ハルミ「学校終わりに呼び出してすまんのぉ。午前中にアタシャのオリジナルブラックウォーターガンが完成してな。どうしても今日、見てほしかったんじゃ」
ジン「いえ、俺もハルミさんに相談したいことがあったんで」
ハルミは足元に置いていた青い巨大な風呂敷袋を机の上に置き、広げる。ガトリング砲を模したカラフルな水鉄砲と、背負えるように2本のベルトがついたタンクが包まれていた。

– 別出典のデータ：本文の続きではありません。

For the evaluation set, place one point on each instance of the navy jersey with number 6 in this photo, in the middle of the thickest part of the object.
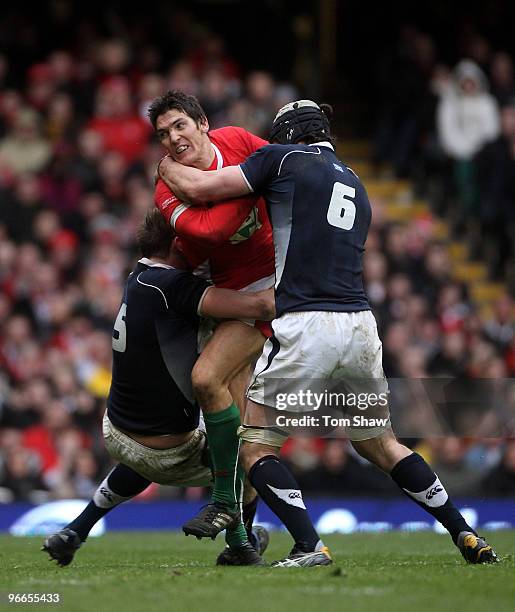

ハルミ「ジンくんのブラックウォーターガンはセミオートのアサルトライフルを基準に設計されとった。ワンショット・ワンキルを狙うスナイパーが使うならそれで良いじゃろう。が、高火力でバンバン撃ちまくりたいアタシャの性分には合わんのでな。水の射出速度を高め、さらに砲身を6つに増やすことで連射性重視に改造した」
ジン「マジすか!?俺、ポコポコの母の部下と戦ったとき、今のブラックウォーターガンじゃ多人数を相手にするのは無理だって感じたんです!これなら相手が何人いようがお構いなしだ!」
ハルミ「じゃがデメリットもある。砲身を増やした分、一つひとつの作りをシンプルにせざるを得なくてな。遠くまで出力を維持する機構にはできんかった。有効射程は50mがせいぜいじゃろう。それに、一瞬で大量の水を射出するから大きなタンクが必要じゃ。これを背負うと重くて腰をいわしそうになる」
ジン「まだまだ改良の余地ありですか……もし完成したら、俺の分も作ってくれませんか!?」
ハルミ「ええじゃろう。もう少し時間をくれ。で、ジンくんの相談というのは?」
ジン「また射撃の稽古をつけてほしくて。しばらく実戦から離れてて、腕が鈍ってる気がしてならないんです」
ハルミ「もちろんじゃ。今週末、ウチに来とくれ」
ジン「ありがとうございます!」
ジンがお礼の言葉を発した直後、人々の悲鳴と、重い物体が落下したような衝撃音が2人の耳に飛び込んできた。